While the article is focused on the efforts underway in the northeast, what’s stunning is how widespread the movement to engage doctors in the practice of killing has become:

In 2015 at least 26 states and Washington, D.C., are expected to take up legislation on the issue, according to Compassion & Choices, which has lobbying campaigns in nine of those states.

If this isn’t a wake-up call that the time has come to rally the troops for the fight against physician assisted suicide, I don’t know what else will be.

When Massachusetts successfully defeated similar legislation in 2012, they did so by building a diverse coalition of doctors, nurses, disability rights advocates, political conservatives and liberals, and atheists and religious leaders alike—all of whom rallied together under the shared belief that this isn’t about politics, but instead, about patients and the principles of medicine—particularly, that doctors should do no harm.

Here at the CBC, we’ve been involved in this bridge-building work for years, be it in the arena of physician assisted suicide or in the fight to end the exploitation of women and children through third party reproduction.
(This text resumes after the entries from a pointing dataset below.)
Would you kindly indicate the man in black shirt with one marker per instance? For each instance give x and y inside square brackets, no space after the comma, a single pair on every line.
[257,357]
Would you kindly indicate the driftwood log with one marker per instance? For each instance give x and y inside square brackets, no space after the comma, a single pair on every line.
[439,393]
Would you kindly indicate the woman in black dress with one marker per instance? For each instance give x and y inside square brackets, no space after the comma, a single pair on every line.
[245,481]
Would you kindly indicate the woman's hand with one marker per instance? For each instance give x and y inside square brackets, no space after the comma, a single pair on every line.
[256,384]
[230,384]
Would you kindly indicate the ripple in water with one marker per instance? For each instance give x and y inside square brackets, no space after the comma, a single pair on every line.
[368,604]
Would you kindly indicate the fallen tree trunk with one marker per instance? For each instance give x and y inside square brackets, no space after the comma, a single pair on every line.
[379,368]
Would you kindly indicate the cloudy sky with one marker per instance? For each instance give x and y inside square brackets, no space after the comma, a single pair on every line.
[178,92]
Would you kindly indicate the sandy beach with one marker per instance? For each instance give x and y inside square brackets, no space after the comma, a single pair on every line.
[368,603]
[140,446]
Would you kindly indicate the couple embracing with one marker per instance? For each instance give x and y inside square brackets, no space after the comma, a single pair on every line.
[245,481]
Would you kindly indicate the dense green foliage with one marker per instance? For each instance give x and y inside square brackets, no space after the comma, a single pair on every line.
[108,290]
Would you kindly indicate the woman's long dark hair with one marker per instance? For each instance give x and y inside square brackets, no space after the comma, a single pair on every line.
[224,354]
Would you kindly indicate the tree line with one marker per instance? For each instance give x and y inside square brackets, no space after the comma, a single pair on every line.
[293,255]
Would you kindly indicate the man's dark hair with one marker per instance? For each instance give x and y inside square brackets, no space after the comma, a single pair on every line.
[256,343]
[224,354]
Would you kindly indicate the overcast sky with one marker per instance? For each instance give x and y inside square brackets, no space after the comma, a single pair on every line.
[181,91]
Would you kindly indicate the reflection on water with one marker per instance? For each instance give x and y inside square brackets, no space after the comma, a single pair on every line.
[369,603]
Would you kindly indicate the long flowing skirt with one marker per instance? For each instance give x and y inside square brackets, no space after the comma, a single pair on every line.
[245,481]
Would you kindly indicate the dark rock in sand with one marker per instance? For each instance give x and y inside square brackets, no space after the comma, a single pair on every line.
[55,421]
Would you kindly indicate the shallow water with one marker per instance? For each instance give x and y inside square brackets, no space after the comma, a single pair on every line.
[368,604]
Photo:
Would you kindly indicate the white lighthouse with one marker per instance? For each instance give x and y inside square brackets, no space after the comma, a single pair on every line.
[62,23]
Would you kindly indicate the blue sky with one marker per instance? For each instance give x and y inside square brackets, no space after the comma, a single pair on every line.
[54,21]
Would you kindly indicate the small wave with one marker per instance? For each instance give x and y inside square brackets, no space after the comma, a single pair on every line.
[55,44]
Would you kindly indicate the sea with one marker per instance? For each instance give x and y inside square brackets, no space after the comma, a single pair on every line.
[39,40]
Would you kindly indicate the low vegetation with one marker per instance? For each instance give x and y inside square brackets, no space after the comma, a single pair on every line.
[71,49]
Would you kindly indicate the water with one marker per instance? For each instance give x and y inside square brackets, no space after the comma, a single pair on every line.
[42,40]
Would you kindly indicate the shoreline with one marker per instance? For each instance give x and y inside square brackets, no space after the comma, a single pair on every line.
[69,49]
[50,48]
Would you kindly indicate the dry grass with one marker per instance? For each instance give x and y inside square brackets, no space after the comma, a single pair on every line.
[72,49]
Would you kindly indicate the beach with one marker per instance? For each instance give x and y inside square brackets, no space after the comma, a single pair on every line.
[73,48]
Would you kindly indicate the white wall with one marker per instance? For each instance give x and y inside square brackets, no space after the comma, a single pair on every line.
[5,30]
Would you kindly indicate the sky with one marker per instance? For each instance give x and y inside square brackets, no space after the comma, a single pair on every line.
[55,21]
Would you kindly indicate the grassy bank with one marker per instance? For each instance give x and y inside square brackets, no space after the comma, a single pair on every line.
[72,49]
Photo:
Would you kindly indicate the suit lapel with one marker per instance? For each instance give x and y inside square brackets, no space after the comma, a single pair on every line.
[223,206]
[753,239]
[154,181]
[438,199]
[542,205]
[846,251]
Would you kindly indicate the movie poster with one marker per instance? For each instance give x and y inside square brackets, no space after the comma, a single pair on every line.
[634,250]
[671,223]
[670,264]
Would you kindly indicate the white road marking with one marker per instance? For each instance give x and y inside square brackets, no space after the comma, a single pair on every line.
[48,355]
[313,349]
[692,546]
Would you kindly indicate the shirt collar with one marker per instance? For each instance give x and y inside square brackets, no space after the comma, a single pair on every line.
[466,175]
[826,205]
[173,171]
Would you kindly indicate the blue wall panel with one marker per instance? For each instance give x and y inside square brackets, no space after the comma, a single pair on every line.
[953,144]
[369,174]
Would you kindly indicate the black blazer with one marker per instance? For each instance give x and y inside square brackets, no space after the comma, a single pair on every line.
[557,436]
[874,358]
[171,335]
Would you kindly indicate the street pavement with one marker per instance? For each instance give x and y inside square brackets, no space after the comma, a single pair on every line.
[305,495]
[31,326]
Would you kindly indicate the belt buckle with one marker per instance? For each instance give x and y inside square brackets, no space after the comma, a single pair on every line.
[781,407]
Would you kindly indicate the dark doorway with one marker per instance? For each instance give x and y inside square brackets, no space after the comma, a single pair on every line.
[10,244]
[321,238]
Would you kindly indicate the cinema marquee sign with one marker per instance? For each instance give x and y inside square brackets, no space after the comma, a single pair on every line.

Meanwhile, we need your help.

Is your state one of the 26 states considering similar legislation? If so, you are not powerless in fighting this battle. You can make your voice heard by writing letters to your local newspaper editor, calling your local legislators, speaking with your friends and colleagues about the harms of physician assisted suicide, and educating your local church and civic groups on the realities of the practice.

Governor Christie recently stated he has “grave concerns” about the passage of such a bill. We share those same concerns and believe that doctors should never be involved in the business of sending people to their graves early.

The clock is ticking. The time for action is now. Can we count on you to echo these concerns?